On his return to Europe Eugenio took a brief holiday in Florence in the radiant company of miss Scala when suddenly he received a phone call from his boss. Ferrari, as harsh and unfeeling towards his drivers as ever, summoned him to show up at Modena at once. 'Jeannot' and his 250F were testing there and threatening to break the track record, which self-evidently belonged to Scuderia Ferrari. Was regarded as its possession. The Modena lap record and Ferrari - both should always be mentioned in the same sentence, except the ones that had also had the word "lost" in them. And so Eugenio pulled himself away from Delia's delight and duly obliged. He daren't say no.

Leaving early for Modena, at 5 AM no less, Castellotti was probably still yawning, and yearning to return to the warm bed he had left behind, when he climbed aboard to try and stave off the challenge of that little Niçois. It took him a single warm-up lap on a damp track before he signalled to his pit that the serious work was about to begin. Immediately after he lost control and flipped over a concrete wall into the small grandstand of the Circolo della Biella (the local club of enthusiasts were ironically Enzo Ferrari also used to reside) right behind it. Eugenio was dead on the spot. It was bloody senseless.

For Luigi Villoresi, due to retire from the sport, Castellotti's death caused his on-and-off relationship with the Commendatore to switch off permanently. "For the sake of Ferrari's pride, challenged that day over a cup of coffee in the Biella Club at Modena, was it right to have put in jeopardy the life of a racing driver?" Quite so.

The thoughts of Castellotti's heyday at Lancia, together with that inseparable duo of Ascari and Villoresi, were still very fresh, as it was just over two years earlier that the Lodi farmer's son first tested a D50 after his first year for Lancia driving sportscars.
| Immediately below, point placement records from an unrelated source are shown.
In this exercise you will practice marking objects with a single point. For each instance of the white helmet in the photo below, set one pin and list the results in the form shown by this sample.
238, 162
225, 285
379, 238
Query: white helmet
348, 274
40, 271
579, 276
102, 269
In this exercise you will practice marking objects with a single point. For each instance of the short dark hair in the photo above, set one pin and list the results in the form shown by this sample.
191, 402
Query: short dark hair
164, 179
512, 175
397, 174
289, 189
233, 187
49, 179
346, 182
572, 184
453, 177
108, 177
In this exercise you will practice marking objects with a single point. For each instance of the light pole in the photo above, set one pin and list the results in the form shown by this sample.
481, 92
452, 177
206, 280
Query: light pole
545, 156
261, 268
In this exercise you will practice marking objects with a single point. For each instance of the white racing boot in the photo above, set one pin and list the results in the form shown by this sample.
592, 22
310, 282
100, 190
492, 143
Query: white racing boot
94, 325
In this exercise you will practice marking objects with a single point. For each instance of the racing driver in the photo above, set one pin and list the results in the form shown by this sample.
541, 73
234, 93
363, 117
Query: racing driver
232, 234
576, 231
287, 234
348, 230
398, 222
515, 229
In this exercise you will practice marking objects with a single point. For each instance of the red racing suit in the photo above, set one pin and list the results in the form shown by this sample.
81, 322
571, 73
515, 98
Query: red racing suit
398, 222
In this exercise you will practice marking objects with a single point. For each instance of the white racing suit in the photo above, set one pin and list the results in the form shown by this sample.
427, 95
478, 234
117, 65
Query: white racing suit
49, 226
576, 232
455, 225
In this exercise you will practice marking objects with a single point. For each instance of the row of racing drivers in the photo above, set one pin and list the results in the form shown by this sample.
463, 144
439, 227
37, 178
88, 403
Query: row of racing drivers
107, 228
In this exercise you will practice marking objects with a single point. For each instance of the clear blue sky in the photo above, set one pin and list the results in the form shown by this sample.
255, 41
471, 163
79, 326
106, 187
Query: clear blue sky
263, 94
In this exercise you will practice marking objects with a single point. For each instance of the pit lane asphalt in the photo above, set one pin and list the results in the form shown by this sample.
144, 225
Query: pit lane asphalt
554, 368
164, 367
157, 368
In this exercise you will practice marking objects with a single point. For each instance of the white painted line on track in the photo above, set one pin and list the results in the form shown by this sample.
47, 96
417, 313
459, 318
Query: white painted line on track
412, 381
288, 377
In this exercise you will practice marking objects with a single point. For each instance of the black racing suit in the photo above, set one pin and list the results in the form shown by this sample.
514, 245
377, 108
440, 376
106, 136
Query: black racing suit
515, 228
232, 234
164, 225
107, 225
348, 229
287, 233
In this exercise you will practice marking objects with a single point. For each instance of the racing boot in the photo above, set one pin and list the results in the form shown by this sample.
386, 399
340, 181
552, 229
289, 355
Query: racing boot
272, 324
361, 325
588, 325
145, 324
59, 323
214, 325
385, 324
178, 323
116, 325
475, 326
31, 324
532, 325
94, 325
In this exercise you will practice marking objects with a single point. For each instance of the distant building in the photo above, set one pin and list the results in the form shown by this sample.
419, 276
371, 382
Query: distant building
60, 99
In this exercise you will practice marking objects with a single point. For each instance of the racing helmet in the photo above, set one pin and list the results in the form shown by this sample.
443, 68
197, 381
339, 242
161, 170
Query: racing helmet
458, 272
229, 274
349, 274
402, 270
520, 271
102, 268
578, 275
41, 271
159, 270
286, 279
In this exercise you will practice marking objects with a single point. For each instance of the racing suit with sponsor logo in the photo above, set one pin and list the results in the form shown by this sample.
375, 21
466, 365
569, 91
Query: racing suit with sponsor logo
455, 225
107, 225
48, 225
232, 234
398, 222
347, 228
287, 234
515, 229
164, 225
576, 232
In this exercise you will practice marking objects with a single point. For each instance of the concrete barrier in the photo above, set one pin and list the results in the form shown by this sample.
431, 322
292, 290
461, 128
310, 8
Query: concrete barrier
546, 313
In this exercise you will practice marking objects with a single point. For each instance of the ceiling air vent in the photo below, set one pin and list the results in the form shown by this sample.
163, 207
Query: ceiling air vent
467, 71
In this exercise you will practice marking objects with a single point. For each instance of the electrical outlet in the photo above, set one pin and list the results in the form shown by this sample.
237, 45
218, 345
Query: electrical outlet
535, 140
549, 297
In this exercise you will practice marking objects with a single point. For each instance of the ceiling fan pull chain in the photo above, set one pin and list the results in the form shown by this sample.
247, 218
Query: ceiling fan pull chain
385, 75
He did his first laps at the great Ospedaletti track near San Remo, especially set up for the occasion in November 1954. The track's short existence as the venue for a San Remo GP run to F1 rules was long enough to warrant that only the champions, i.e. Fangio and Ascari, won at Ospedaletti, before it was closed, only to be reopened for private Lancia test sessions…
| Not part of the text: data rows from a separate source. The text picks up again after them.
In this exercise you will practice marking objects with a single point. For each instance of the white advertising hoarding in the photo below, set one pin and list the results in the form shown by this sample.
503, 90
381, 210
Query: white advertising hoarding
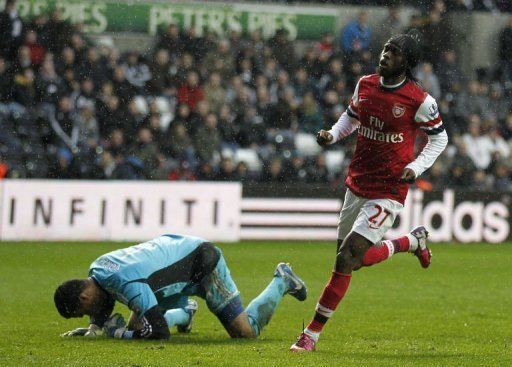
118, 210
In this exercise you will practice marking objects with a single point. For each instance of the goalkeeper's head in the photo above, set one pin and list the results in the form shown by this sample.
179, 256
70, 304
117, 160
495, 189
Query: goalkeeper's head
79, 297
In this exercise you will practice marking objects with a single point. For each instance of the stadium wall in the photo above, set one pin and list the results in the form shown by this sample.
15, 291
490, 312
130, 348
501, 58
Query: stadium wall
129, 211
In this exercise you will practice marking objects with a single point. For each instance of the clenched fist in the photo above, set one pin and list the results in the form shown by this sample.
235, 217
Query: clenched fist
323, 138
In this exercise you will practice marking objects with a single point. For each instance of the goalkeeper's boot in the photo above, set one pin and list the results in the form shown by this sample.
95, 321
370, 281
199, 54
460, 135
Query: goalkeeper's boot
305, 343
191, 309
422, 252
296, 286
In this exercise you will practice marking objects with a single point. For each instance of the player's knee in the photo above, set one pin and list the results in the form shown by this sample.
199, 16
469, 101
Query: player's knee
344, 259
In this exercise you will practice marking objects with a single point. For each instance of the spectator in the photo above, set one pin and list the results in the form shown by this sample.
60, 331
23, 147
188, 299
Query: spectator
326, 44
319, 173
207, 140
59, 32
5, 82
296, 170
243, 173
48, 84
170, 41
182, 173
390, 25
145, 150
24, 90
471, 101
356, 35
93, 67
137, 72
88, 131
22, 60
178, 144
161, 73
310, 115
499, 106
206, 172
37, 51
282, 49
273, 171
221, 60
63, 124
450, 77
428, 80
191, 92
214, 93
227, 171
122, 88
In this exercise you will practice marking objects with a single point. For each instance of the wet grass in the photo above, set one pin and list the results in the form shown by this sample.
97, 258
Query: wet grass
457, 313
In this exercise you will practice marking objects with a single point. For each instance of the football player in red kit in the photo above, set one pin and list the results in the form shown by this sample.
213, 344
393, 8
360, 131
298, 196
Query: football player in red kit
388, 110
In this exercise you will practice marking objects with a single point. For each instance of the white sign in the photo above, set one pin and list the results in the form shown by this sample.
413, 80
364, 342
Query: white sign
487, 221
119, 210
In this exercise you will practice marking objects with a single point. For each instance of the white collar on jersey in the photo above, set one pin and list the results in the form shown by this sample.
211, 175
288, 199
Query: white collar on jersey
391, 86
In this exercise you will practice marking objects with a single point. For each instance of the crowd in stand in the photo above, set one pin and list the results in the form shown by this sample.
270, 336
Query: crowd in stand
242, 108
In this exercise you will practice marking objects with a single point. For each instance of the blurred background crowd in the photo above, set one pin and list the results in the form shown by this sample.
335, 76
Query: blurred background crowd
240, 108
And what about the Ospedaletti track as it is today? Well, look no further than Barry Boor's excellent article The Ghost of San Remo on his recent visit to his Ospedaletti dream track. It was precisely the story of Lancia managing to convince the Ospedaletti municipality to close off the roads for three days of pre-season testing, related in Chris Nixon's Rivals - The story of Lancia versus Mercedes Benz, that attracted Barry's interest in the track. And that's probably why the Castellotti picture is proudly residing at the top of his story.